Minnesota’s power plants have not had a great year. One of the two 550 MW units at Xcel Energy’s Prairie Island plant shut down for a week in early August when its two emergency diesel generators suffered exhaust leaks. The 600 MW nuclear plant in Monticello was shutdown for three weeks starting November 19, 2011 due to low oil pressure in its turbines, closed again early this August for one week to repair a leaking pipe in the plant’s concrete cement structure, and shut down unexpectedly in September of this year when workers were testing a transformer switch.
But perhaps less known is that Minnesota’s largest electricity generation source, the 900 MW coal-fired unit at Xcel’s Sherburne County Generation Station (Sherco), has been offline since November of 2011. An explosion at the plant caused significant damage, and the unit is expected to be offline until March 2013. Thankfully, no one was hurt in the accident.
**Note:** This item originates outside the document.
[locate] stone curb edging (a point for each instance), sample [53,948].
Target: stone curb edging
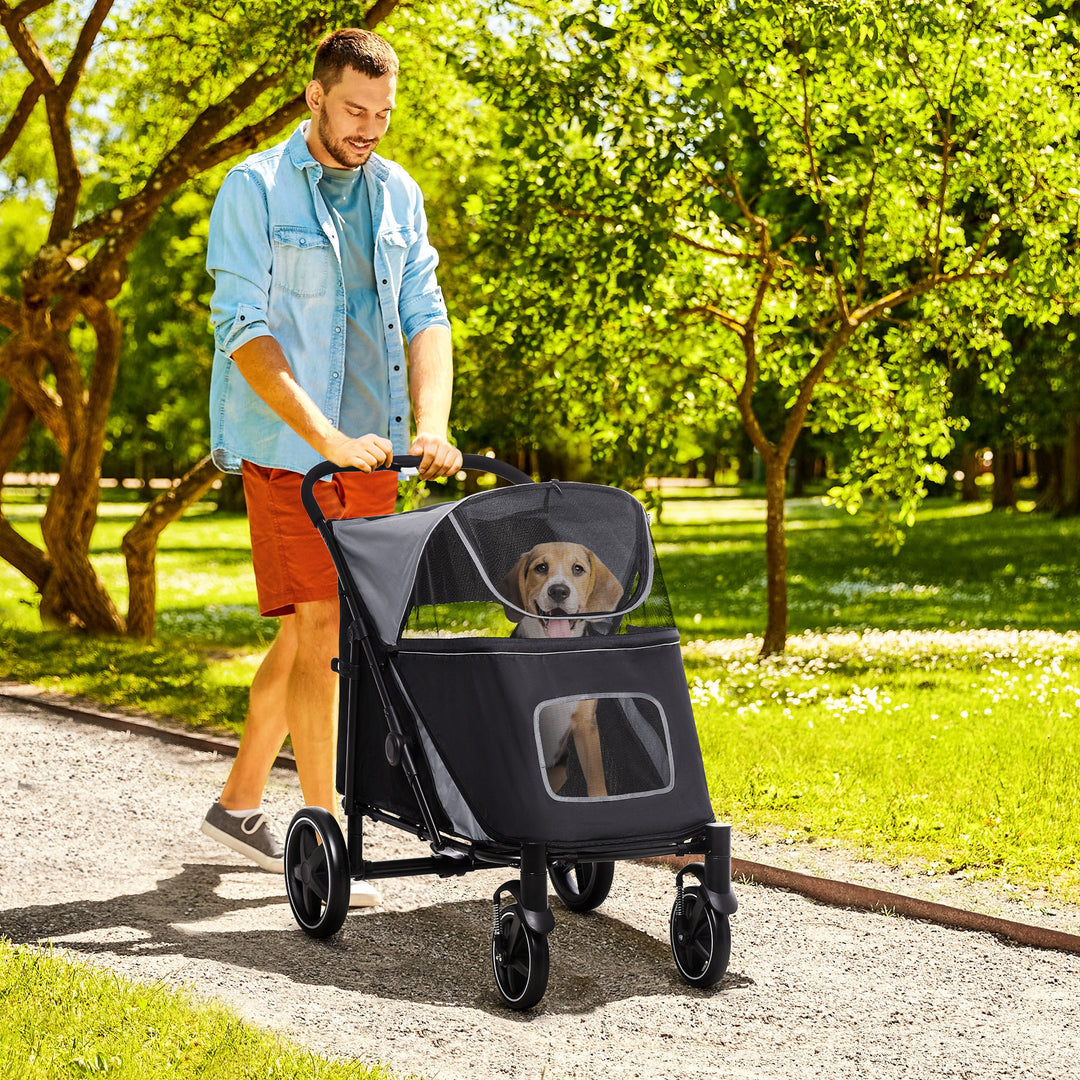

- Prairie Island — one (of 2 units) shutdown, for a week in August
- Monticello — three–week shutdown, Nov 2011
— one-week shutdown, Aug 2012
— two-day shutdown, Sep 2012 - Sherco — offline Nov 2011 – March 2013
So essentially, according to the U.S. Energy Information Administration, Minnesota has had 5.4% (Sherco 3) of its total 2010 electricity generation capacity offline for almost a year, with an additional 6.9% (the two nuclear units) coming off and on intermittently and at times unexpectedly.
And nothing has happened. The lights didn’t go off and rates didn’t go up. In fact, after the Sherco 3 unit went down there was concern as to where the substitute electricity would come from. But Xcel increased generation at the High Bridge (St. Paul) and Riverside (Minneapolis) natural gas plants and purchased electricity from elsewhere on the grid.
Utilities that use electricity from the Sherco 3 unit said they have not had to raise rates due to the plant outage because replacement power has been reasonably priced. This is likely thanks to continuing low natural gas prices, cheap wind resources and an increasingly flexible grid that expands access to the cheapest available generation sources elsewhere in the region.
To me this begs the question: do we need the Sherco 3 unit moving forward? Xcel claims that the way they have compensated for the downed unit is not sustainable. But as I’ve argued before, we longer need large coal and nuclear power plants to provide continual electricity that way we did in the 20th century.
As Xcel completes and reports this year’s Integrated Resource Plan to the Minnesota Public Utilities Commission later this month, it should be asked to consider a future without the Sherco 3 unit and its other coal-fired sources. The last year has shown that our state’s grid can operate without it with minimal impact on the system and at minimal cost to ratepayers.